Réflexion coranique n° 520 : Āyat 2:183 – Un chemin intemporel vers la piété

Bismillah.

يَا أَيُّهَا الَّذِينَ آمَنُوا كُتِبَ عَلَيْكُمُ الصِّيَامُ كَمَا كُتِبَ عَلَى الَّذِينَ مِن قَبْلِكُمْ لَعَلَّكُمْ تَتَّقُونَ

 Ô vous qui avez cru ! On vous a prescrit aṣ-Ṣiyam comme on l’a prescrit à ceux d’avant vous, ainsi atteindrez-vous la piété

Sūrat al-Baqarah No. 2, Āyat 183

Le verset ci-dessus de la sourate al-Baqarah est bien connu et souvent cité dans le contexte de l’obligation du jeûne pendant le mois sacré du Ramadan. Il souligne deux points essentiels : le jeûne était également prescrit dans les traditions religieuses antérieures et son but ultime est de cultiver la piété (taqwā).

Pour mieux comprendre la profondeur de ce verset, examinons ses termes clés. Le mot kutiba est un verbe passif dérivé de la racine kataba, qui signifie communément « écrire ». Cependant, dans divers versets coraniques, il est utilisé comme kināyah (métonymie) pour désigner un décret divin. Par exemple, dans la sourate al-Mujādilah, verset 21 (Q 58:21), il fait référence à un commandement précis d’Allah, tandis que dans ce verset, il désigne une obligation imposée aux croyants. Le terme siyām (jeûne) provient d’une racine arabe signifiant « s’abstenir », en particulier de quelque chose de naturellement désirable. Dans son usage préislamique, ce mot dépassait le simple fait de s’abstenir de nourriture et de boisson. Par exemple, dans l’histoire de Dame Maryam (a), il lui est ordonné d’entreprendre un jeûne (sawm) sous la forme d’un vœu de silence :

فَإِمَّا تَرَيِنَّ مِنَ الْبَشَرِ أَحَدًا فَقُولِي إِنِّي نَذَرْتُ لِلرَّحْمَٰنِ صَوْمًا فَلَنْ أُكَلِّمَ الْيَوْمَ إِنسِيًّا
Si tu vois quelqu’un d’entre les humains, dis [lui :] « Assurément, j’ai voué un jeûne au Tout Miséricordieux : je ne parlerai donc aujourd’hui à aucun être humain » (Q19 :26)

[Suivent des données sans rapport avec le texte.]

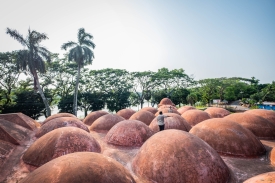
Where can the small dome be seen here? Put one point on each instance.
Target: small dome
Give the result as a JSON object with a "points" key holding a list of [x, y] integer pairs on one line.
{"points": [[21, 119], [92, 116], [81, 167], [194, 117], [58, 143], [58, 123], [177, 156], [149, 109], [268, 177], [173, 122], [143, 116], [185, 108], [166, 101], [267, 114], [58, 115], [261, 127], [105, 123], [229, 138], [216, 112], [130, 133], [126, 113]]}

Ainsi, l’essence du jeûne ne réside pas seulement dans la privation physique, mais plutôt dans un renoncement conscient aux plaisirs terrestres pour un but supérieur.
Ce verset coranique révèle également une réalité profonde : le jeûne, dans son sens plus large de maîtrise de soi, a longtemps été un chemin vers l’élévation spirituelle. L’étude d’autres traditions religieuses le confirme :

  • Christianisme : Le Carême est une période de 40 jours de jeûne, de prière et de pénitence avant Pâques. De nombreux chrétiens s’abstiennent de viande, de produits laitiers et de tout plaisir personnel pendant cette période.
  • Judaïsme : Yom Kippour, le Jour du Grand Pardon, est un jeûne de 25 heures marqué par une abstinence totale de nourriture et de boisson en guise de repentir.
  • Hindouisme, bouddhisme et jaïnisme : Ces traditions mettent également l’accent sur le jeûne comme moyen de purification, avec des pratiques telles que l’Ekadashi, le Navaratri et le jeûne rigoureux des moines jaïns.

Ces pratiques répandues soulignent que le jeûne n’est pas un simple rituel : c’est une inclination humaine intemporelle vers la discipline et la purification. Au-delà des traditions religieuses, la nature innée de l’homme confirme également cette vérité. En cherchant à s’élever spirituellement, il réalise instinctivement la nécessité de réfréner ses désirs. Le monde, avec toutes ses séductions, peut le distraire de sa véritable raison d’être. En jeûnant, il reprend le contrôle de son corps et oriente son âme vers un but supérieur. L’Imam Ali (a) décrit magnifiquement les effets spirituels du jeûne : afin d’offrir la paix à leurs membres, d’installer la peur dans leur regard, de rendre leur esprit humble, de leur donner de l’humilité dans le cœur et de les affranchir de toute arrogance. (Nahj al-Balāghah, Sermon 192). 

Le jeûne est donc un terrain d’entraînement, où le corps est discipliné et l’âme purifiée.

Alors que nous entrons dans la seconde moitié du mois de Ramadan, nous demandons à Allah de nous aider à apprécier cette opportunité divine. Qu’Il nous accorde la capacité de jeûner de manière à ce que nous puissions atteindre la maîtrise de soi, la taqwā et une véritable proximité avec Lui.

Resources: ‘Allāmah Tabātabā’ī, Al-Mīzān.